Entering Christ Church Cathedral, the message on their board reads, “Your Father will reward you, and blessings come through fasting, prayer, and alms-giving.” Three things that all speak to love, and anything that deals with Jesus Christ is love, according to Reverend Chitan Thompson who delivered a message of sharing the love at services on Ash Wednesday to commence the Lenten season.
“Share the love of Lent,” said Thompson, the assistant curate at Christ Church Cathedral. “Fasting would be your love for oneself; prayer – love for God; and alms-giving – your love for your neighbor.”
It is the priest’s hope that at the end of the 40 days of Lent, which began yesterday and ends on Thursday, April 9, (excluding Sundays) – three days before Easter Sunday, that people emerge more spiritually connected to God.
“Our world can be so noisy and busy and we experienced that when we had our service in Pompey Square at 11 a.m., and if we are not careful, we will remain consumed in that noise and busyness,” said the priest. “So, part of Lent’s challenge is to step back, be still and silent, so you can hear God speaking more clearly. With Him speaking more clearly, we know how to deal with each other better; how to live better according to His will, and hopefully the country can be in a better state.”
Thompson delivered her message of love at three services – 7 a.m. at the Cathedral, an 11 a.m. service in Pompey Square and a 1 p.m. service at the Cathedral.
Yesterday’s Lenten services were her third preached as an Anglican clergy and first in New Providence and at the Cathedral. She was previously posted to South Eleuthera, where she served for two years.
For Thompson, preaching the Lenten message held significance.
“It was a humbling experience being at the mother church, and challenged me to give my best at all times.”
She also found it humbling placing ashes on people’s foreheads across the multiple services, as she said each service presented a different crowd and reminded her of how much people respect God in the country.
“People were coming to get their ashes to start the Lenten season off right,” she said.
The priest said the Pompey Square service was one of those experiences during which the church goes out into the community to show people that the church is still here, that God is still real, and He’s still working.
“We had a number of tourists [at the Pompey Square service] and, of course, it was beneficial for those persons who are traveling at this time to still receive their ash and get the Word as they start this Lenten season.”
With the 40 days of Lent just beginning, Thompson wanted people to remember the significance of the ashes they received yesterday, which is that it’s a reminder of mortality; that dust we are, and to dust we shall return.
“[Ashes remind us that] life is precious and fragile, and one day we all will have to account for the life we that we lived here now,” said Thompson.
During Lent, Christians focus on spiritual purification, meditation and penance. Oftentimes, Christians choose to take on something. Fasting is a traditional part of Lent, but not everyone does it.
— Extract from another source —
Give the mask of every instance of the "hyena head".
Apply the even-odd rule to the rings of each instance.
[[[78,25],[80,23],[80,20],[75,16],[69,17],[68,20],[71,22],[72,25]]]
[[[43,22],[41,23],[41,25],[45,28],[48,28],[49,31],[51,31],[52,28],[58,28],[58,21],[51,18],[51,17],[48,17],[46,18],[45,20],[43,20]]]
Its purpose is to symbolize penance and remorse for one’s sins.
Catholics traditionally give up eating meat on Fridays during Lent, except for fish.
As a 40-day holy season, there are a few important days observed – Ash Wednesday; Palm Sunday, which is held on April 5 this year and commemorates Jesus’ welcome into Jerusalem; and Maundy Thursday, which is held on April 9 this year and honors the date of the Last Supper when Jesus and his disciples shared a final meal together before Jesus was arrested by the Romans.
Lent lasts 40 days, drawing from the 40 days Jesus fasted in the dessert before starting his ministry.